= 2013 Rugby World Cup Sevens qualifying – Men =

This was the qualifications process of the men's teams for the 2013 Rugby World Cup Sevens, aimed at selecting the men's Rugby sevens national teams, which appeared in the finals in Moscow.
== General ==
The tournament organized by the IRB World Cup was held in Moscow on 28–30 June 2013, with the attendance of twenty-four team. Automatic qualification to the final tournament hosts and quarter-received previous World Cup. The remaining seats were held in elimination tournaments.

==Qualified teams==

| Africa | North America / Caribbean | South America | Europe | Asia | Oceania |
Automatic qualification
| Kenya South Africa |  | Argentina | England Russia Wales |  | Fiji New Zealand Samoa |
Regional Qualifiers
| Zimbabwe Tunisia | Canada United States | Uruguay | Portugal Spain France Georgia Scotland | Japan Hong Kong Philippines | Australia Tonga |

==Qualifying==

===Africa===

With two spots at the tournament at stake, which was also an Africa Sevens Championship, which took place on 29–30 September 2012 in Morocco in Rabat, there were two places in the finals of the World Cup. Eight teams were divided into two groups of four competed on the first day Round-robin, while in the second phase took place in the play-off.. In the absence of automatic promotion with South Africa and Kenya met in the final of the representations Zimbabwe and Tunisia. In a direct duel turned out to be a better team Zimbabwe, and both teams gained promotion to the World Cup.

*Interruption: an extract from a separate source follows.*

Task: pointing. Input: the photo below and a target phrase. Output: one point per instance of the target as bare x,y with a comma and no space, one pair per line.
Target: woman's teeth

===North America / Caribbean===

The qualifying Tournament, which is also NACRA Sevens, took place at the Twin Elm Rugby Park in Ottawa, 25–26 August 2012. The tournament was attended by eleven teams. On the first day they were fighting round-robin in three groups - two groups had four teams while one only having three, All the teams bar the weakest teams from each group advanced to the quarterfinals. The rate matches the phase play-off in the second day of the competition, there were two places in the finals of the World Cup. The favored teams Canada and USA met in the finals to thereby advance to the World Cup, and better in the direct duel turned out to Canadians.

===South America===

The qualifying Tournament, which is also CONSUR Sevens, took place at the Estádio da Gávea in Rio de Janeiro, 23–24 February 2013. The tournament was attended by ten representation teams divided into two groups that competed in the first phase round-robin. Top two from each group in the second phase of the re-formed group fighting for the medals round-robin and one place to promotion to the World Cup. Having been provided with automatic classification of Argentina won the contest, so the South American place in the finals of the World Cup was Uruguay.

===Asia===

In the match played in Singapore on 2–3 November 2012, the event was attended by twelve teams seeded according to the results achieved in the continental championship. On the first day, the teams competed round-robin, four groups of three teams played on the same day, as well as the quarter-finals, of which the top three were rewarded with a qualification to the World Cup. Japan, Hong Kong and Philippines teams qualified.

===Europe===

In the match played on July 20–21, 2012 at the Estádio Algarve tournament was attended by twelve teams. The nine teams that participated in the 2012 Grand Prix Series, not so far gained promotion to the World Cup, joined the top three teams A Division Tournament Championship 2012, which was held in Warsaw in May 2012. The first day of the game took place in round-robin in three groups, then ranked team on results. The top eight, being the first two teams from each group and the two best third-placed - advanced to the stage play-off. In games played on the second day of the competition matches the rate was five places in the finals 2013 World Cup - gained them the tournament Cup semi-finalists and the winner of the Plate, were appropriate representation of Portugal, Spain, France, Georgia and Scotland.

===Oceania===

The Oceania Championships, which is the qualifying tournament, held on 25–26 August 2012 in North Sydney Oval in Sydney. Two groups of four competed on the first day round-robin, while in the second phase took place in the play-off, the rate of addition to medals of the event were two places in the finals 2013 World Cup, a team that fought all outside having already achieved promotion Samoa, Fiji, New Zealand. The favorites for the race were the Australia and representatives of Samoa, who had no problems beating their opponents on the way to a decisive match. In the final, while the winners turned out to be the tournament host and participate in the World Cup finals in addition to their secured the third-place winner of the contest - Tonga.